A origem da madrasta malvada também pode ter surgido a partir de algo bem mais básico para os humanos: o instinto biológico. E isso parece fazer sentido para algumas pessoas. Aliás, esse aspecto até ajudaria a explicar o porquê da existência dessa antagonista ser tão antiga nas histórias.

Mesmo considerando que somos muito diferentes de uma mamãe do reino animal, é possível que o nosso instinto biológico seja muito parecido lá no fundo: rejeitar, negligenciar e até maltratar um filho de outra progenitora. 
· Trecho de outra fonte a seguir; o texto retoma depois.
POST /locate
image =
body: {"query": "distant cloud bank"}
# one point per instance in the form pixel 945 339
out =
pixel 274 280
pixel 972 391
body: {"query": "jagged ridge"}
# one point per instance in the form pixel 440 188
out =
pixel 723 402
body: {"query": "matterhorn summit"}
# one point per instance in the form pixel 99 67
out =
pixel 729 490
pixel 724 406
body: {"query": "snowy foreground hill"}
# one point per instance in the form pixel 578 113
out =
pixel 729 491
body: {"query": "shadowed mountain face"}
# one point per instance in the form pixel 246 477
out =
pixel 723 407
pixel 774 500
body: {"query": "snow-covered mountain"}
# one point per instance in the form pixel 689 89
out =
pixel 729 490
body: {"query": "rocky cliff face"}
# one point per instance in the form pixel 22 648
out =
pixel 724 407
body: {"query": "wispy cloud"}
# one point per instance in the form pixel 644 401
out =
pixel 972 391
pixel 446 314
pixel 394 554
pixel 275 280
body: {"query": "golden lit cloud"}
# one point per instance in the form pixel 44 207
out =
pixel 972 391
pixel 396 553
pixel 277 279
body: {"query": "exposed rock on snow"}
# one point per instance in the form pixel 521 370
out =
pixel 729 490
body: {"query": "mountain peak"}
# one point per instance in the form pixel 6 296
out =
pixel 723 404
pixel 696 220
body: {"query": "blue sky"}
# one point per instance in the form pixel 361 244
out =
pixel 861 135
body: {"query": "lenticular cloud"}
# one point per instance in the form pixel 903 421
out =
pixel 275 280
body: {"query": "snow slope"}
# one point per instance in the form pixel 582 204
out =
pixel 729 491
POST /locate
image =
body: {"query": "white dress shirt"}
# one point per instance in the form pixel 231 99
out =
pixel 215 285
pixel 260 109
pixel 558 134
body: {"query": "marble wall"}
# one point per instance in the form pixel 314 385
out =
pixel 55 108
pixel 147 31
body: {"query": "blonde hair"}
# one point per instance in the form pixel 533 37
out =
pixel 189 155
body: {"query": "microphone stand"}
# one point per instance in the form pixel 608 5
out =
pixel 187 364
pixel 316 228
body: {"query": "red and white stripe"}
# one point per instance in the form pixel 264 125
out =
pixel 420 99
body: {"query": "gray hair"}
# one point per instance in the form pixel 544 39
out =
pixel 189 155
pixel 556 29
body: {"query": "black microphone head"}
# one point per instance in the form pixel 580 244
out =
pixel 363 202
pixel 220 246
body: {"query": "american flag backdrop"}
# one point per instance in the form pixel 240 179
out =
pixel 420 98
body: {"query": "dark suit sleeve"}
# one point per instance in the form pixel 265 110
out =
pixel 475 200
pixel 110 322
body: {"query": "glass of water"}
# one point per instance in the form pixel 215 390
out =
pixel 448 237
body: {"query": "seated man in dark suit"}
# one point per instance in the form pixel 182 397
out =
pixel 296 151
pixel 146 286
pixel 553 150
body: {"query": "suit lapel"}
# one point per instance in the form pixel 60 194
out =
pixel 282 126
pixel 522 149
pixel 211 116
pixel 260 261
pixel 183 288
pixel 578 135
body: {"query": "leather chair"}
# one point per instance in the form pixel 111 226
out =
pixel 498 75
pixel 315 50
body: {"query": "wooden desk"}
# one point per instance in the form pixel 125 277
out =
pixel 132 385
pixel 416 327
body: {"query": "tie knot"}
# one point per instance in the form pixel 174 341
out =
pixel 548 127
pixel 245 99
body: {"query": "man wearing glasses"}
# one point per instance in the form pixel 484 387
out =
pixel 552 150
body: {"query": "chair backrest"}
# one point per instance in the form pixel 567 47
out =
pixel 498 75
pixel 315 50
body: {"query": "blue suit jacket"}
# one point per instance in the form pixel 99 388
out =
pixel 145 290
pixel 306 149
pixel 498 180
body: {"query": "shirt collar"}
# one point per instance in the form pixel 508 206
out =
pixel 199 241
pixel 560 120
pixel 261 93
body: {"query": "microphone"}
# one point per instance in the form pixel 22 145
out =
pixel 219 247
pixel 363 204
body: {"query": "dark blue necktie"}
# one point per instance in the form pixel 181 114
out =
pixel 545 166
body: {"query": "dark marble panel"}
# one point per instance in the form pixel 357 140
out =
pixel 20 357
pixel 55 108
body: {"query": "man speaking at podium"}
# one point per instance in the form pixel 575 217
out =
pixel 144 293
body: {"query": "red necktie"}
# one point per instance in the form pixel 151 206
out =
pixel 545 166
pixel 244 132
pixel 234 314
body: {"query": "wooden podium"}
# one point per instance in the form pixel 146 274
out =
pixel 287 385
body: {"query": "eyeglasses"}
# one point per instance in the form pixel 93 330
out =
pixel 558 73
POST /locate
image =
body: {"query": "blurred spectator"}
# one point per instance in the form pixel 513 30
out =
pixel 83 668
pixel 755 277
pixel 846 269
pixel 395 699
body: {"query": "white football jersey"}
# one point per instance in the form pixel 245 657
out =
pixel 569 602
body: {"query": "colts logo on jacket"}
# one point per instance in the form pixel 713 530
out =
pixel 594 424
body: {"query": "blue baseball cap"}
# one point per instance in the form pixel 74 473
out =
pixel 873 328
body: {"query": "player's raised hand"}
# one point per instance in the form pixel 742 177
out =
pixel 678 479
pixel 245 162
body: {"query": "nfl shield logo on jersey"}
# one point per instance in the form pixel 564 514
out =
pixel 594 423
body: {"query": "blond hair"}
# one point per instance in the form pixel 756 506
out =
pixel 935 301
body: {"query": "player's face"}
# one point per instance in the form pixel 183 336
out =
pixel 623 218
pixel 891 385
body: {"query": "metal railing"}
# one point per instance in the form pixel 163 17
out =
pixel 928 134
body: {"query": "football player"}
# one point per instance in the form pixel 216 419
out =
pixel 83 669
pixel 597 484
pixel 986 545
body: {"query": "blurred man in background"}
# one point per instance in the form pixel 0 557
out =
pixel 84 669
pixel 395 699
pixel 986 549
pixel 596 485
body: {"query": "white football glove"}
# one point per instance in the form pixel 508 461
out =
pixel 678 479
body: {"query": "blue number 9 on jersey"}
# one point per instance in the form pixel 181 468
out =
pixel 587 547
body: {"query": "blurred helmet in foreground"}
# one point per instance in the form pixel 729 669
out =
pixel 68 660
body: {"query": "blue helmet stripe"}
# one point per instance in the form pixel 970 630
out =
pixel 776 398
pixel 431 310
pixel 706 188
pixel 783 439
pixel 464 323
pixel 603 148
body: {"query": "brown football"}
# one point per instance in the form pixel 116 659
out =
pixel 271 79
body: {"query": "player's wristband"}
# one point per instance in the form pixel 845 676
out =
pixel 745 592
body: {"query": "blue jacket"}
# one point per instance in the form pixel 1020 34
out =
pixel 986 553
Mas, ao contrário do reino animal, conseguimos racionalizar e pensar sobre isso, logo, a madrasta pode desconsiderar esses aspectos e criar a criança como se fosse sua, dedicando-lhe todo amor e carinho.

Os antigos romanos supunham a personificação da madrasta como uma mulher má algo natural, decorrente de um novo casamento. Aqui pode-se considerar vários pontos diferentes, por exemplo, a perda ou luto. Ou seja, um ente querido (a mãe) é removido para abrir espaço para outra pessoa (a madrasta) pisar em seu lugar e usufruir das coisas com os mesmos direitos.

Alguns registros romanos sugerem que essa história tenha como base o ciúme, afinal, basta observar a trajetória de Lívia e Tibério até ao poder.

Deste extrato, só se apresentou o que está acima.